The facility, called Logiport Beijing Tongzhou, is located in the Yongle Economic Development Zone, a municipal-level park in Tongzhou district 50 kilometres southwest of the city centre. The project was developed for one of the funds in the LaSalle Asia Opportunistic Series, Mingtiandi has learned from Alex Li, who heads China leasing as National Director, LaSalle Investment Management.
The company, an independent subsidiary of NYSE-listed Jones Lang LaSalle (JLL), has about $2.6 billion of industrial assets under management across the Asia Pacific region. Just last month, LaSalle completed its first logistics project in South Korea for the LaSalle Asia Opportunity Fund IV (LAOF IV).
New Warehouse Taps Roaring Logistics Demand
LaSalle completed land acquisition for Logiport Beijing Tongzhou in early 2015, and construction commenced in December of that year, Li revealed. Like the company’s other recently completed assets, the facility is 97 percent leased out.
International brokerage JLL reported a 1.7 percent vacancy rate for industrial space in Beijing last quarter.
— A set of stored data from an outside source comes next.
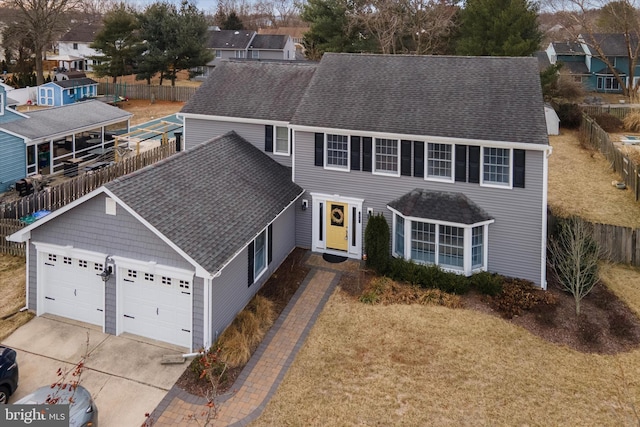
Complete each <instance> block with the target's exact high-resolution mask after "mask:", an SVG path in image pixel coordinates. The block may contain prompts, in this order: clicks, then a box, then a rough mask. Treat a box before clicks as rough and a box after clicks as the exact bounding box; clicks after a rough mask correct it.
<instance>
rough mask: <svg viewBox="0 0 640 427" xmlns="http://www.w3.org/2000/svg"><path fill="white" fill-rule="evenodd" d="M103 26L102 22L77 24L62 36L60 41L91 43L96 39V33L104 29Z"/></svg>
mask: <svg viewBox="0 0 640 427" xmlns="http://www.w3.org/2000/svg"><path fill="white" fill-rule="evenodd" d="M102 26H103V25H102V23H95V24H87V23H81V24H77V25H76V26H74V27H73V28H71V29H70V30H69V31H68V32H67V33H66V34H65V35H64V36H62V37H61V38H60V41H62V42H80V43H91V42H92V41H93V40H94V39H95V37H96V33H98V32H99V31H100V30H101V29H102Z"/></svg>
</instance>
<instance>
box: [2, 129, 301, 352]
mask: <svg viewBox="0 0 640 427" xmlns="http://www.w3.org/2000/svg"><path fill="white" fill-rule="evenodd" d="M202 171H207V172H206V173H204V174H203V173H202ZM302 192H303V190H302V189H301V188H300V187H299V186H297V185H296V184H294V183H293V182H292V181H291V171H290V169H288V168H286V167H283V166H281V165H279V164H278V163H276V162H274V161H273V160H271V159H270V158H269V157H268V156H266V155H264V154H263V153H262V152H261V150H258V149H256V148H255V147H253V146H252V145H251V144H250V143H248V142H247V141H245V140H244V139H243V138H241V137H240V136H238V135H237V134H235V133H233V132H231V133H228V134H226V135H224V136H222V137H219V138H216V139H213V140H211V141H208V142H207V143H204V144H200V145H199V146H197V147H193V148H192V149H191V150H189V151H186V152H180V153H178V154H176V155H175V156H172V157H171V158H169V159H166V160H165V161H163V162H160V163H158V164H155V165H153V166H149V167H147V168H145V169H142V170H140V171H138V172H136V173H133V174H131V175H128V176H125V177H122V178H119V179H117V180H115V181H112V182H111V183H109V184H107V185H105V186H103V187H101V188H99V189H97V190H95V191H93V192H92V193H90V194H88V195H86V196H84V197H82V198H81V199H78V200H76V201H75V202H73V203H71V204H69V205H67V206H65V207H64V208H62V209H59V210H57V211H55V212H53V213H52V214H50V215H48V216H46V217H45V218H43V219H41V220H39V221H37V222H35V223H33V224H32V225H31V226H28V227H26V228H24V229H23V230H21V231H19V232H17V233H15V234H14V235H12V236H11V237H10V239H12V240H14V241H25V242H27V260H28V261H27V262H28V274H27V277H28V279H27V290H28V291H27V305H28V307H29V308H30V309H32V310H34V311H35V312H36V314H37V315H41V314H44V313H51V314H56V315H59V316H63V317H67V318H71V319H75V320H79V321H83V322H87V323H91V324H94V325H97V326H99V327H100V328H101V330H102V331H104V332H106V333H109V334H115V335H119V334H121V333H123V332H129V333H133V334H136V335H141V336H144V337H147V338H152V339H156V340H159V341H165V342H169V343H172V344H176V345H180V346H183V347H186V348H189V349H190V350H193V351H197V350H199V349H201V348H203V347H209V346H210V345H211V344H212V343H213V342H214V341H215V340H216V338H217V337H218V336H219V335H220V334H221V333H222V332H223V330H224V328H225V327H226V326H227V325H229V324H230V323H231V321H232V320H233V319H234V318H235V316H236V314H237V313H238V312H239V311H240V310H241V309H242V308H243V307H244V306H245V305H246V304H247V303H248V302H249V300H250V299H251V297H252V296H253V295H254V294H255V293H256V292H257V291H258V290H259V289H260V287H261V286H262V284H263V283H264V282H265V281H266V280H267V278H268V277H269V276H270V275H271V274H272V273H273V272H274V271H275V269H276V268H277V267H278V266H279V265H280V263H281V262H282V261H283V260H284V259H285V258H286V257H287V255H288V254H289V253H290V252H291V250H292V249H293V248H294V246H295V227H293V226H292V224H295V210H296V209H297V208H298V205H299V203H298V198H299V197H300V195H301V194H302ZM101 274H102V276H101Z"/></svg>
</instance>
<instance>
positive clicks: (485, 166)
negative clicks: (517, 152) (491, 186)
mask: <svg viewBox="0 0 640 427" xmlns="http://www.w3.org/2000/svg"><path fill="white" fill-rule="evenodd" d="M510 158H511V150H510V149H508V148H493V147H484V148H483V163H482V179H483V183H484V184H495V185H506V186H508V185H510V183H511V181H510V176H511V166H510V163H511V162H510Z"/></svg>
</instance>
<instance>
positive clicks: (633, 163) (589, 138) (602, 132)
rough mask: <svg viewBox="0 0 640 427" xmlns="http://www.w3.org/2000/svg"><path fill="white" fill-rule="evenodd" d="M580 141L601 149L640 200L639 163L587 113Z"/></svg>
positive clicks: (623, 181) (580, 134) (638, 198)
mask: <svg viewBox="0 0 640 427" xmlns="http://www.w3.org/2000/svg"><path fill="white" fill-rule="evenodd" d="M580 141H581V142H582V143H583V144H587V145H589V146H591V147H593V148H595V149H597V150H599V151H600V152H601V153H602V154H603V155H604V156H605V157H606V158H607V160H609V162H610V164H611V168H612V169H613V171H614V172H617V173H618V174H619V175H620V178H621V182H624V183H625V184H626V185H627V187H628V188H629V189H630V190H631V191H632V192H633V195H634V197H635V199H636V201H638V200H640V175H639V171H638V165H637V164H636V162H634V161H633V159H631V158H630V157H629V156H627V155H625V154H624V153H623V152H622V151H621V150H620V148H619V147H618V146H616V145H615V144H614V143H613V142H611V138H609V134H608V133H607V132H605V131H604V130H602V128H601V127H600V126H598V124H597V123H596V122H595V120H593V119H592V118H591V117H589V116H588V115H587V114H583V116H582V124H581V125H580Z"/></svg>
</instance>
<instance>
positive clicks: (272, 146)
mask: <svg viewBox="0 0 640 427" xmlns="http://www.w3.org/2000/svg"><path fill="white" fill-rule="evenodd" d="M264 151H266V152H268V153H273V126H272V125H265V126H264Z"/></svg>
Active demand from e-commerce and third-party logistics firms outstripped the limited available space in the city, driving transaction activity into surrounding areas including Tianjin’s Wuqing (bordering Tongzhou) and Beichen districts.
The new project, like LaSalle’s Korean facility, shares the same brand name and manager as the LaSalle Logiport REIT, a $1.5 billion real estate investment trust focussed on Japanese logistics assets. The company’s previously completed Logiport assets in China are spread across Shanghai and satellite cities Kunshan and Changshu, as well as Wuhan in central China and Chengdu in the southwest.
LaSalle, which first entered the country’s logistics market in 2007, has five more warehouses in the pipeline across Shanghai, neighbouring Zhejiang province and western China, according to Li.
LaSalle Grows Asian Property Portfolio
“Driven by the strong growth of e-commerce, modern warehouses and logistics facilities, particularly in China, are a bright spot in the Asia Pacific real estate market, and are an attractive investment proposition for investors worldwide,” commented Claire Tang, the company’s Head of Acquisitions for China in a statement.
“Modern logistics facilities have been a key focus for LaSalle in the region, and we plan to further capture land acquisition and development opportunities in this sector in China moving forward,” she added.
The US investment manager has raised a series of funds to capitalise on the demand for high-quality storage and distribution properties in the region. Last November, LaSalle announced it had closed the fourth fund in its Japanese logistics series, JLF IV, with equity of $350 million allowing for a total of over $1 billion in new warehouse investments focussing on the Tokyo and Osaka areas.
The JLF series has completed more than $3 billion of investments and has made $1.5 billion of total equity commitments since it was kicked off in 2004. Besides Japan and China, LaSalle is also targetting future development opportunities in Singapore and Korea via the LaSalle Asia Opportunity Fund IV (LAOF IV). The fund closed in August 2014 with $485 million in total commitments plus $100 million for China logistics deals.
To build on the success of that vehicle, the company launched the LaSalle Asia Opportunity Fund V (LAOF V) in August 2016, which now has a fundraising target of $1 billion in capital. LaSalle has about $58 billion of investments under management worldwide as of the third quarter of 2017, spanning private and public equity and private debt.